In [1]:
%pip install --quiet pandas neo4j-rust-ext

Note: you may need to restart the kernel to use updated packages.


#### Issues with connection to local
https://neo4j.com/developer/kb/resolve-python-bolt-driver-error-connection/#:~:text=There%20are%20two%20options%20to%20resolve%20this%3A%20Either,uri%20%3D%20%22bolt%3A%2F%2F127.0.0.1%3A7687%22%20driver%20%3D%20GraphDatabase.driver%28uri%2C%20auth%3D%28%22neo4j%22%2C%20%22Password%22%29%29

In [1]:
import time

import pandas as pd
from neo4j import GraphDatabase

In [2]:
NEO4J_URI = "neo4j://localhost"  # or neo4j+s://xxxx.databases.neo4j.io
NEO4J_USERNAME = "neo4j"
NEO4J_PASSWORD = ""  # your password
NEO4J_DATABASE = "neo4j"

# Create a Neo4j driver
driver = GraphDatabase.driver(NEO4J_URI, auth=(NEO4J_USERNAME, NEO4J_PASSWORD))

In [3]:
driver.execute_query("show databases;")

EagerResult(records=[<Record name='neo4j' type='standard' aliases=[] access='read-write' address='localhost:7687' role='primary' writer=True requestedStatus='online' currentStatus='online' statusMessage='' default=True home=True constituents=[]>, <Record name='system' type='system' aliases=[] access='read-write' address='localhost:7687' role='primary' writer=True requestedStatus='online' currentStatus='online' statusMessage='' default=False home=False constituents=[]>], summary=<neo4j._work.summary.ResultSummary object at 0x000001E791A51F90>, keys=['name', 'type', 'aliases', 'access', 'address', 'role', 'writer', 'requestedStatus', 'currentStatus', 'statusMessage', 'default', 'home', 'constituents'])

In [9]:
import os
ROOT_DIR = os.getcwd()
ROOT_DIR

'D:\\repos\\graphrag'

In [10]:
GRAPHRAG_FOLDER = "graphrag_index/output/20241013-183801/artifacts"

# Batched Import
The batched import function takes a Cypher insert statement (needs to use the variable value for the row) and a dataframe to import.
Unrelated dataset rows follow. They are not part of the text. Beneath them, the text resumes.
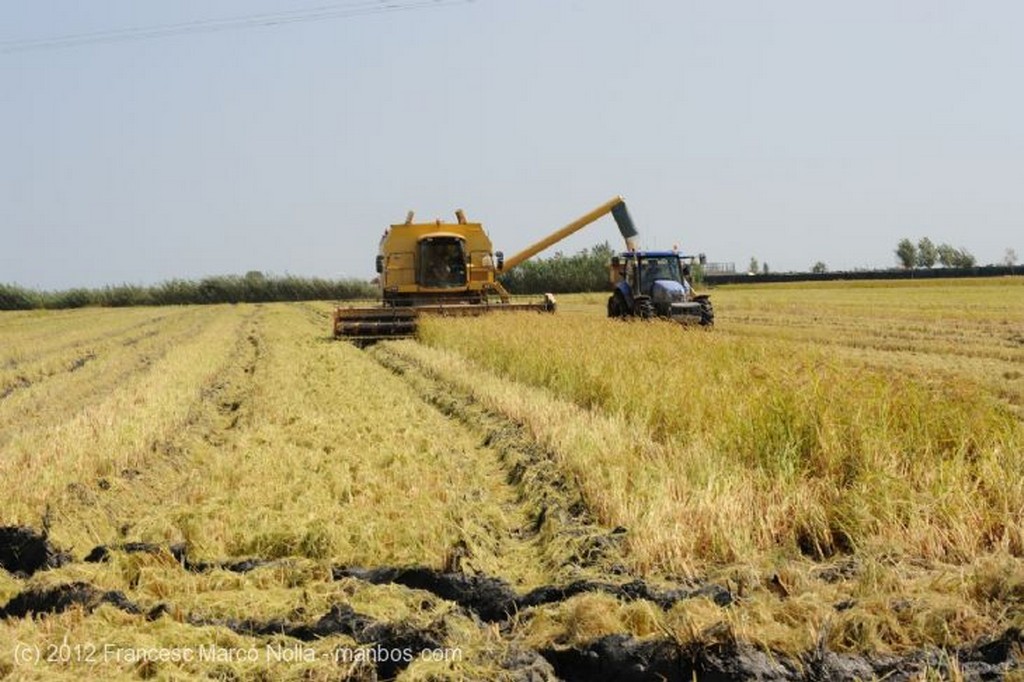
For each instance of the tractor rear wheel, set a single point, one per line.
(707, 312)
(616, 305)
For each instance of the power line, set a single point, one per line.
(338, 10)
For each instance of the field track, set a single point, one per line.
(229, 480)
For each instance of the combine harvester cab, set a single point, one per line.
(450, 269)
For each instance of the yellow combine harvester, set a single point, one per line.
(450, 269)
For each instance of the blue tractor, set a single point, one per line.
(657, 284)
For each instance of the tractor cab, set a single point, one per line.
(656, 284)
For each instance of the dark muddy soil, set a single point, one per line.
(61, 597)
(24, 551)
(493, 599)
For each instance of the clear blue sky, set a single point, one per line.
(793, 131)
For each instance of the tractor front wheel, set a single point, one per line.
(645, 309)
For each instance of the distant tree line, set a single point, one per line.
(926, 254)
(254, 287)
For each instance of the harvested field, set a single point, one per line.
(827, 485)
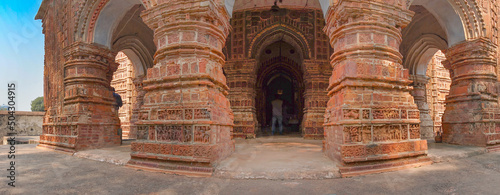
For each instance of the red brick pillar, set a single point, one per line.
(185, 122)
(371, 121)
(472, 114)
(88, 118)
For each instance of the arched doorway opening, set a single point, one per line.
(132, 39)
(279, 75)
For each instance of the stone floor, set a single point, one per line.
(47, 172)
(279, 157)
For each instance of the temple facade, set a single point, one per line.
(373, 79)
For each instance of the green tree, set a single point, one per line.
(37, 104)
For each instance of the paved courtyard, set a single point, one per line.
(46, 172)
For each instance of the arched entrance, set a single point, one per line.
(280, 76)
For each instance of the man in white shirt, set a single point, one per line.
(277, 114)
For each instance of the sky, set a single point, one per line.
(21, 52)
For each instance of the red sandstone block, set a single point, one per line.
(379, 39)
(203, 65)
(365, 37)
(188, 36)
(173, 38)
(151, 148)
(351, 39)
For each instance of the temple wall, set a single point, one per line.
(252, 30)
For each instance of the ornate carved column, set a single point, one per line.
(472, 114)
(315, 98)
(137, 102)
(185, 122)
(419, 95)
(89, 118)
(371, 120)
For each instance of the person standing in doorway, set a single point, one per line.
(277, 114)
(118, 104)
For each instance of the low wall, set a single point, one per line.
(27, 123)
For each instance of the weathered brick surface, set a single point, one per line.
(472, 109)
(371, 115)
(247, 70)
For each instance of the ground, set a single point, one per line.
(47, 172)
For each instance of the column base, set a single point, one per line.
(365, 168)
(494, 148)
(470, 134)
(176, 158)
(64, 150)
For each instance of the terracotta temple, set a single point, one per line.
(374, 79)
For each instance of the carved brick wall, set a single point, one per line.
(370, 117)
(124, 86)
(251, 29)
(438, 88)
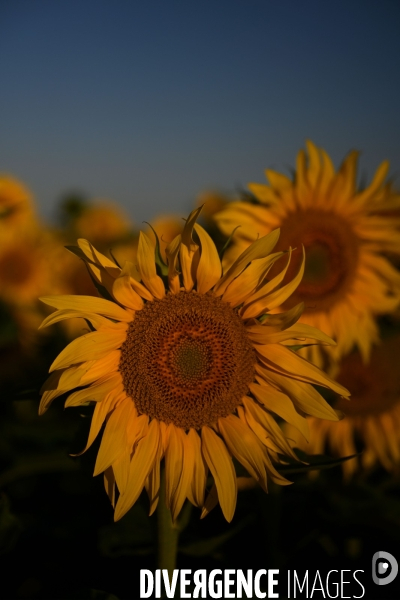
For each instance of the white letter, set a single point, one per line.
(211, 590)
(242, 583)
(158, 583)
(272, 583)
(228, 582)
(185, 582)
(170, 589)
(327, 584)
(257, 591)
(342, 582)
(305, 583)
(150, 579)
(200, 579)
(321, 589)
(354, 575)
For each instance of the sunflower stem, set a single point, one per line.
(168, 533)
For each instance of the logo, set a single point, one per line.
(384, 568)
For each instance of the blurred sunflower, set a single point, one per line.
(102, 222)
(29, 266)
(347, 233)
(16, 205)
(372, 418)
(190, 366)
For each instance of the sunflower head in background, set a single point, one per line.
(16, 206)
(190, 366)
(347, 233)
(372, 418)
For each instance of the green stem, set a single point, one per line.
(168, 533)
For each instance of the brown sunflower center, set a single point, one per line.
(331, 256)
(187, 359)
(16, 267)
(375, 387)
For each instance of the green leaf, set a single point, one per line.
(207, 547)
(313, 462)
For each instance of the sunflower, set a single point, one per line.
(347, 233)
(190, 366)
(372, 418)
(16, 205)
(102, 222)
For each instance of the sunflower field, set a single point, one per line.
(212, 392)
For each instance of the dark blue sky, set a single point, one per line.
(151, 102)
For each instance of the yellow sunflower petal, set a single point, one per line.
(141, 465)
(209, 268)
(222, 469)
(243, 445)
(88, 304)
(258, 249)
(147, 267)
(114, 438)
(280, 404)
(91, 346)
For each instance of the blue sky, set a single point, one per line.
(149, 103)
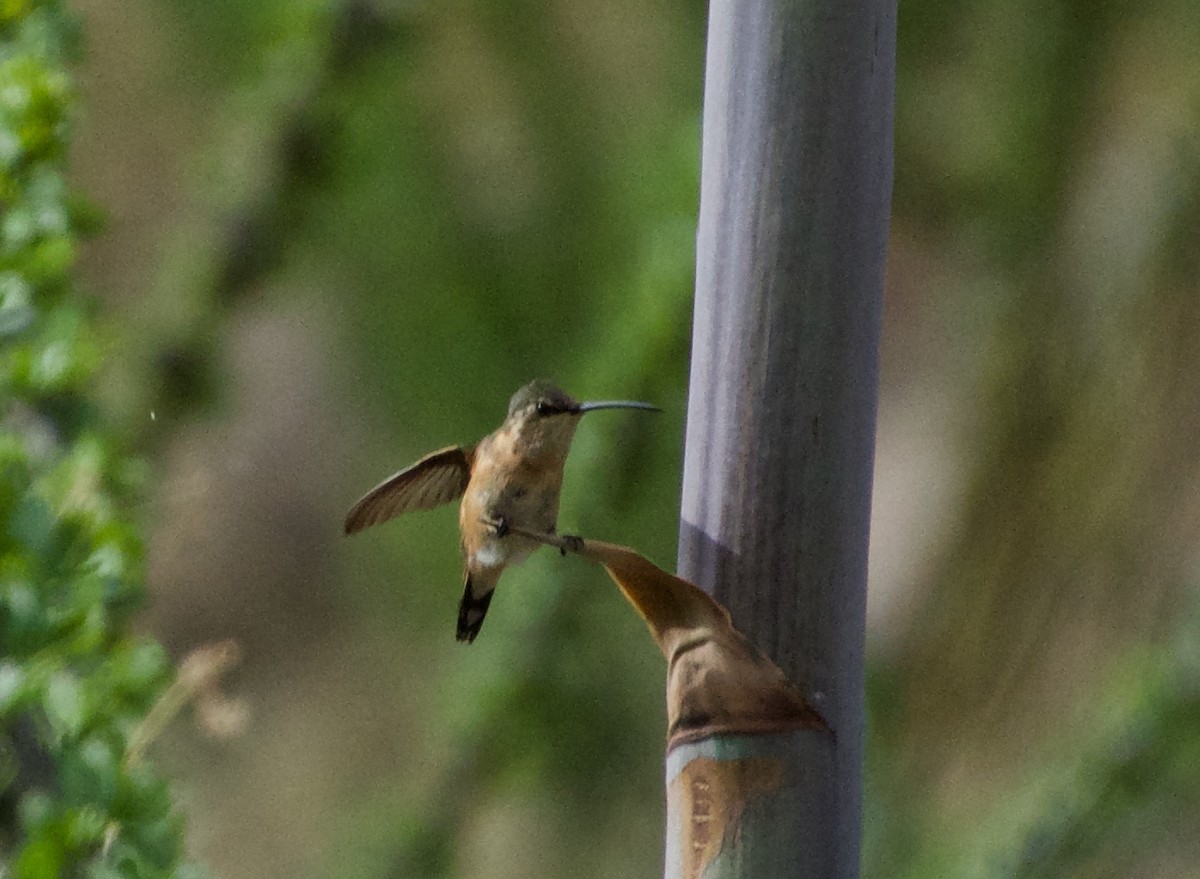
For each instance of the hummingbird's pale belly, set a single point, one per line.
(519, 507)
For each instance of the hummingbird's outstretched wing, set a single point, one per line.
(438, 478)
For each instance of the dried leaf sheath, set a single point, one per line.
(718, 682)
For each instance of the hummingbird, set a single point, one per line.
(509, 479)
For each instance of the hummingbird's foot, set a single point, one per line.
(499, 525)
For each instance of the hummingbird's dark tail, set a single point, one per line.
(477, 595)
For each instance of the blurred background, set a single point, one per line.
(341, 234)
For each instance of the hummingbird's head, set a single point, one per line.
(545, 418)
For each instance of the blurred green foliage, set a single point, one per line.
(73, 681)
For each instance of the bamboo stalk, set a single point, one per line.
(795, 198)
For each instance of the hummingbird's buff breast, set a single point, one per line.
(522, 490)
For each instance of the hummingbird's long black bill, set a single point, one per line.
(616, 405)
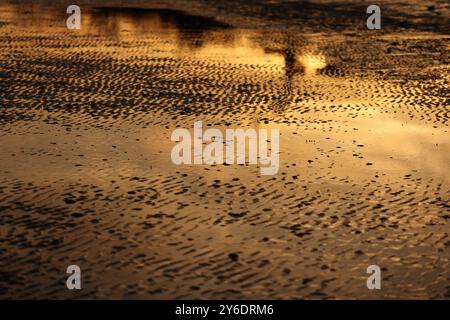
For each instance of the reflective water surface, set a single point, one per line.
(86, 175)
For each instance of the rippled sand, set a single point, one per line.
(86, 176)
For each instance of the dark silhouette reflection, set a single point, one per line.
(138, 21)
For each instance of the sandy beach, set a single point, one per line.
(86, 176)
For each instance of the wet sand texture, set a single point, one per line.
(86, 176)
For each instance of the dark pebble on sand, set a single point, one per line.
(233, 256)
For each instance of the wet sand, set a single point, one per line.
(86, 176)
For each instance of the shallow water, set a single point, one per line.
(86, 175)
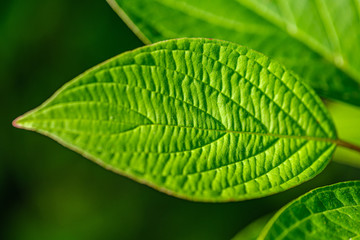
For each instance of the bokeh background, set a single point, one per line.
(50, 192)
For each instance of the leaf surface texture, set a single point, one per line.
(201, 119)
(319, 39)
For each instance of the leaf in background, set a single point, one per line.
(346, 119)
(331, 212)
(253, 230)
(200, 119)
(319, 39)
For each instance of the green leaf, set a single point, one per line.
(253, 230)
(319, 39)
(201, 119)
(346, 119)
(331, 212)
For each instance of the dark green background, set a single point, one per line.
(49, 192)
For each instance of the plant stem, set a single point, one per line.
(348, 145)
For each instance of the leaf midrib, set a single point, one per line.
(302, 137)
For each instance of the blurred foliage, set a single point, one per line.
(49, 192)
(347, 121)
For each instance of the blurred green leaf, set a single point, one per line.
(253, 230)
(330, 212)
(346, 119)
(200, 119)
(317, 39)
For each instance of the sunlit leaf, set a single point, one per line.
(200, 119)
(319, 39)
(331, 212)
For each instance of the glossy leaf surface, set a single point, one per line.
(200, 119)
(331, 212)
(319, 39)
(253, 230)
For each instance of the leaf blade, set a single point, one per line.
(202, 119)
(327, 212)
(314, 45)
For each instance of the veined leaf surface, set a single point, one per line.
(201, 119)
(331, 212)
(319, 39)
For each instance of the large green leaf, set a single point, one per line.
(319, 40)
(331, 212)
(200, 119)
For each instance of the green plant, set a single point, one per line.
(210, 120)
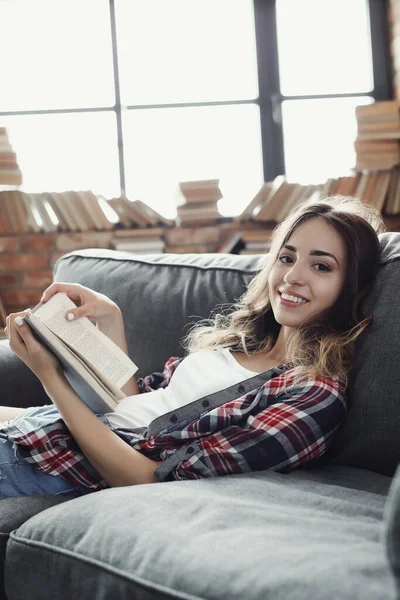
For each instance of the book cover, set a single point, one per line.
(96, 368)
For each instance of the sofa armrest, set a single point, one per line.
(19, 386)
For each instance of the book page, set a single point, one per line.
(82, 335)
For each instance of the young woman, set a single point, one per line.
(263, 385)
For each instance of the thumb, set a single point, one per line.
(82, 311)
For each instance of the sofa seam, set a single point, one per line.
(57, 550)
(144, 262)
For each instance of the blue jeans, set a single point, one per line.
(19, 478)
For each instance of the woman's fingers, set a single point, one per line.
(73, 290)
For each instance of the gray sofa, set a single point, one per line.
(330, 530)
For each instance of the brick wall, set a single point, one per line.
(394, 33)
(27, 260)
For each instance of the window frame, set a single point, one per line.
(270, 98)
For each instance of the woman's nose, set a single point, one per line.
(294, 275)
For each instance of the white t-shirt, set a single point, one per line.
(199, 374)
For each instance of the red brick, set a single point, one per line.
(38, 242)
(39, 279)
(13, 309)
(25, 298)
(54, 258)
(75, 241)
(9, 244)
(179, 236)
(23, 262)
(8, 279)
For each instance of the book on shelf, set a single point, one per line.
(139, 233)
(3, 315)
(21, 212)
(232, 243)
(31, 218)
(151, 246)
(125, 219)
(205, 190)
(381, 190)
(133, 212)
(5, 227)
(248, 213)
(93, 206)
(93, 364)
(155, 217)
(78, 207)
(63, 207)
(48, 225)
(11, 209)
(187, 249)
(205, 210)
(392, 206)
(50, 199)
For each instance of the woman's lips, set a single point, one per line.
(290, 304)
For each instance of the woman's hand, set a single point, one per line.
(22, 342)
(93, 305)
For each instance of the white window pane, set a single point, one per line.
(319, 138)
(181, 51)
(165, 146)
(55, 54)
(324, 46)
(76, 151)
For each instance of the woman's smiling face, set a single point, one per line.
(317, 277)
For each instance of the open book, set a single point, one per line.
(94, 365)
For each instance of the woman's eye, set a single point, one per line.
(324, 267)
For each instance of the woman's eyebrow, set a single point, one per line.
(314, 252)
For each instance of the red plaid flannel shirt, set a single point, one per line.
(264, 428)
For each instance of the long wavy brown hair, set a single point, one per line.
(325, 346)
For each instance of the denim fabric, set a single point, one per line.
(20, 478)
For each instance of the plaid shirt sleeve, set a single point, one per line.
(157, 379)
(289, 430)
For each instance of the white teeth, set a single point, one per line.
(293, 298)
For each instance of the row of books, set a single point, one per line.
(10, 173)
(140, 241)
(72, 211)
(377, 144)
(275, 199)
(200, 203)
(251, 230)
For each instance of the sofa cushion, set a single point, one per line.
(14, 512)
(391, 530)
(369, 438)
(159, 294)
(19, 386)
(300, 536)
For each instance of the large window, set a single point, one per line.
(136, 95)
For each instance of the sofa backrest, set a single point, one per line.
(160, 295)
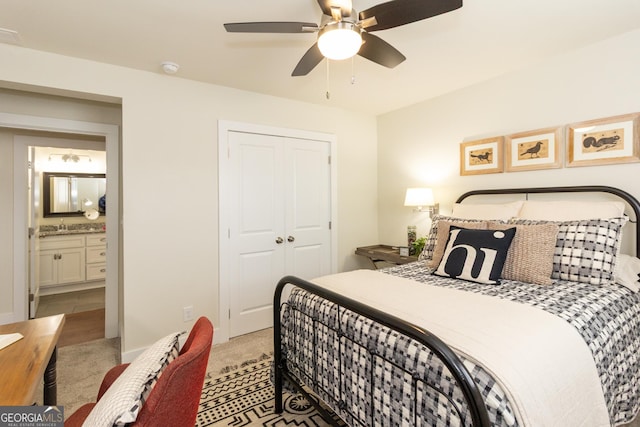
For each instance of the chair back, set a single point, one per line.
(175, 398)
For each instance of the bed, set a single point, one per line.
(554, 340)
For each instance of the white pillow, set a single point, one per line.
(570, 210)
(121, 403)
(498, 211)
(627, 272)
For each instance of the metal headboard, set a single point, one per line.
(628, 198)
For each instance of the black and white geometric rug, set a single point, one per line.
(244, 397)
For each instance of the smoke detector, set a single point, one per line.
(170, 67)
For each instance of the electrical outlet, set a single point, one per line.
(187, 313)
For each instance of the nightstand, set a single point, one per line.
(384, 253)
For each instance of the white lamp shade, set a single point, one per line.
(419, 197)
(340, 40)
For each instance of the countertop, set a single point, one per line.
(52, 230)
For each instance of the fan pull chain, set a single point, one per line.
(328, 94)
(353, 70)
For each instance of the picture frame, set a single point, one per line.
(533, 150)
(482, 156)
(605, 141)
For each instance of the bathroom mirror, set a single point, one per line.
(71, 194)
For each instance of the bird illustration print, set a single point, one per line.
(482, 157)
(533, 151)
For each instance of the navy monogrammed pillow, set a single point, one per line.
(475, 255)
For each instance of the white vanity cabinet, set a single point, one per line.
(96, 256)
(72, 262)
(62, 260)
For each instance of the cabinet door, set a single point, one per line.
(48, 268)
(71, 265)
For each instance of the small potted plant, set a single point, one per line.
(418, 245)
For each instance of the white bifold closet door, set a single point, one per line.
(280, 220)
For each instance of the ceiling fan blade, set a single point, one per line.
(309, 61)
(379, 51)
(271, 27)
(345, 6)
(400, 12)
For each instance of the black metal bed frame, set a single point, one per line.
(473, 399)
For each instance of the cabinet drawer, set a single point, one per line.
(61, 242)
(96, 254)
(96, 271)
(96, 239)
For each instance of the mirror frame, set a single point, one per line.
(46, 191)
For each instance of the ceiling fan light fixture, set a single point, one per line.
(339, 40)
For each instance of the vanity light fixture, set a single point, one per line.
(421, 199)
(69, 157)
(169, 67)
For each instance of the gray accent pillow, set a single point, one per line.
(585, 250)
(530, 257)
(122, 401)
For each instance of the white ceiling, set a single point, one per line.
(483, 39)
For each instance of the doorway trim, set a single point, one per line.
(112, 146)
(224, 213)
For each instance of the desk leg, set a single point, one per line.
(50, 397)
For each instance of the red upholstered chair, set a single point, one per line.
(175, 398)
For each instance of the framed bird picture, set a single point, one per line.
(533, 150)
(604, 141)
(481, 156)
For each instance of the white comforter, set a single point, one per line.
(540, 361)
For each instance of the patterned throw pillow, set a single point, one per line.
(443, 235)
(530, 257)
(475, 255)
(586, 250)
(122, 401)
(432, 237)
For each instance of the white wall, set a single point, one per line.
(419, 145)
(169, 178)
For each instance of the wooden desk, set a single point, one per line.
(24, 363)
(386, 253)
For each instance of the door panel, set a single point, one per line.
(279, 223)
(257, 260)
(308, 185)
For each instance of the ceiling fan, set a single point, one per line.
(343, 33)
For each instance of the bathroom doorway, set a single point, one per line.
(67, 257)
(21, 127)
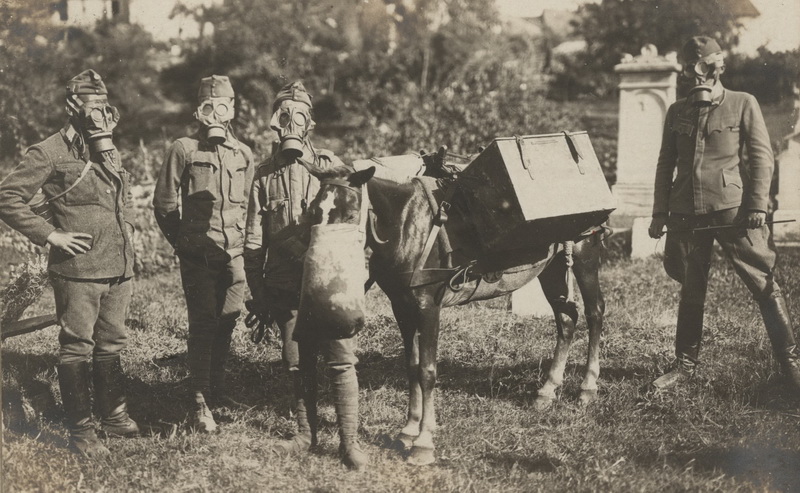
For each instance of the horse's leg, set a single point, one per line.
(404, 314)
(556, 288)
(422, 452)
(586, 268)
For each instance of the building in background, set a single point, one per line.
(163, 19)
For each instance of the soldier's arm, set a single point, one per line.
(667, 160)
(255, 247)
(167, 192)
(760, 161)
(16, 191)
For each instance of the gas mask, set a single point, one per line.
(292, 120)
(214, 114)
(703, 75)
(96, 120)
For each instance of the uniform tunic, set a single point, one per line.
(721, 160)
(92, 289)
(200, 203)
(274, 245)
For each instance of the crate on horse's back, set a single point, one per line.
(527, 192)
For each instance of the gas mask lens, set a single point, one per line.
(698, 69)
(212, 111)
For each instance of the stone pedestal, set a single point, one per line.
(788, 192)
(647, 88)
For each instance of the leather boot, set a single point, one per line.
(345, 399)
(305, 392)
(73, 379)
(218, 394)
(688, 335)
(112, 406)
(201, 418)
(781, 335)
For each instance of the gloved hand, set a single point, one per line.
(750, 219)
(656, 229)
(258, 319)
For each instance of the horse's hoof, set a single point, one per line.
(404, 441)
(587, 396)
(543, 402)
(421, 456)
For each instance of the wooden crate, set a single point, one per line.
(525, 192)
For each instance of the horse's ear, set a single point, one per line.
(360, 177)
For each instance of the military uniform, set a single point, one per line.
(274, 245)
(720, 155)
(207, 232)
(88, 193)
(276, 241)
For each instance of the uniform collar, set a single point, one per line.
(717, 94)
(74, 140)
(231, 142)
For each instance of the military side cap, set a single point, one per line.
(216, 86)
(699, 47)
(87, 82)
(292, 92)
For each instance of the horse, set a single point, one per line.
(400, 220)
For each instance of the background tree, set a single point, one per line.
(613, 27)
(37, 58)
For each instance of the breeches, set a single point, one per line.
(339, 354)
(214, 294)
(283, 306)
(687, 255)
(92, 317)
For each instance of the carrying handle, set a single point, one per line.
(526, 160)
(577, 156)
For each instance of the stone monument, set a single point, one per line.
(789, 185)
(647, 87)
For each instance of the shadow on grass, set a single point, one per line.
(517, 383)
(529, 464)
(766, 467)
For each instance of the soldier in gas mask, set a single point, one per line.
(209, 175)
(274, 250)
(705, 138)
(86, 219)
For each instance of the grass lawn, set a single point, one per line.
(732, 429)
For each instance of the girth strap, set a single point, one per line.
(421, 276)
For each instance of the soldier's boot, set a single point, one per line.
(201, 418)
(781, 335)
(345, 398)
(218, 392)
(688, 335)
(110, 399)
(305, 393)
(73, 379)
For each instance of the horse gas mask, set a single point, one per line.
(215, 110)
(703, 65)
(89, 111)
(291, 119)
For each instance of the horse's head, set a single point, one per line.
(340, 199)
(334, 271)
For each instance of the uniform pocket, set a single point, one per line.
(724, 125)
(82, 191)
(731, 177)
(201, 177)
(274, 216)
(238, 190)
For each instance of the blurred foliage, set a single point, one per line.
(37, 58)
(770, 77)
(612, 28)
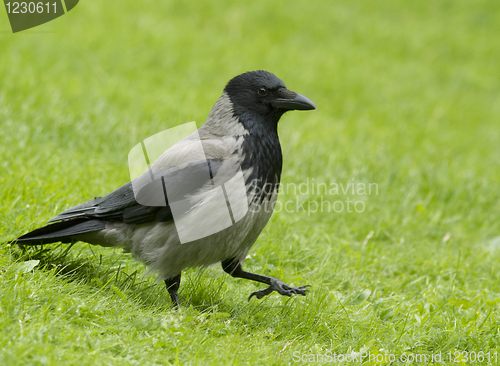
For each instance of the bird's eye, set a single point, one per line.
(263, 91)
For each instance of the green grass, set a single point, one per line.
(408, 98)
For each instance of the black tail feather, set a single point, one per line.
(62, 231)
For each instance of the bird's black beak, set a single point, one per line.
(290, 100)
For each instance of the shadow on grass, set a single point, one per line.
(199, 291)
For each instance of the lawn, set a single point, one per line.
(408, 99)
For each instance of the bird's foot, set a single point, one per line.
(281, 288)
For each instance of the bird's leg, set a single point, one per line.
(172, 284)
(233, 267)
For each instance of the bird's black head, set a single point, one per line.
(260, 98)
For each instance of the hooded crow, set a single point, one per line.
(189, 228)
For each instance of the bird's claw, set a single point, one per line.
(281, 288)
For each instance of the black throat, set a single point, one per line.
(262, 154)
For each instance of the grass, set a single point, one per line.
(408, 99)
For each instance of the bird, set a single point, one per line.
(240, 156)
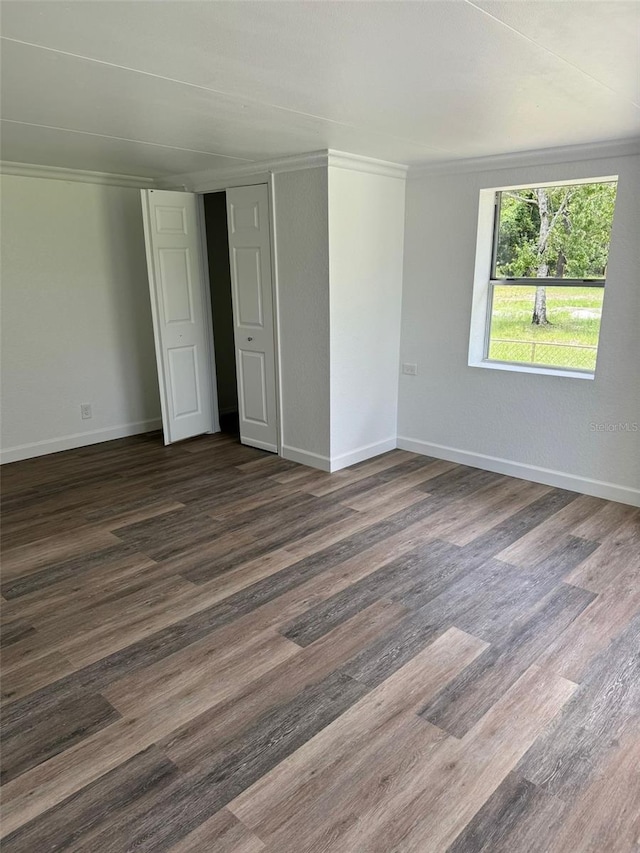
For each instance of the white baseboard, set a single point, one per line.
(337, 463)
(367, 451)
(305, 457)
(547, 476)
(260, 445)
(79, 439)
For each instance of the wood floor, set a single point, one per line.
(208, 648)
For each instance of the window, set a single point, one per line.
(548, 253)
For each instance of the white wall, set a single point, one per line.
(529, 425)
(366, 232)
(302, 257)
(76, 321)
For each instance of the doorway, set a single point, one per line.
(217, 242)
(182, 294)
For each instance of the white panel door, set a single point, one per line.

It will send by default 1k rows at a time as query parameter to the database to be inserted.

In [5]:
def batched_import(statement, df, batch_size=1000):
    """
    Import a dataframe into Neo4j using a batched approach.

    Parameters: statement is the Cypher query to execute, df is the dataframe to import, and batch_size is the number of rows to import in each batch.
    """
    total = len(df)
    start_s = time.time()
    for start in range(0, total, batch_size):
        batch = df.iloc[start : min(start + batch_size, total)]
        result = driver.execute_query(
            "UNWIND $rows AS value " + statement,
            rows=batch.to_dict("records"),
            database_=NEO4J_DATABASE,
        )
        print(result.summary.counters)
    print(f"{total} rows in {time.time() - start_s} s.")
    return total

# Indexes and Constraints
Indexes in Neo4j are only used to find the starting points for graph queries, e.g. quickly finding two nodes to connect. Constraints exist to avoid duplicates, we create them mostly on id's of Entity types.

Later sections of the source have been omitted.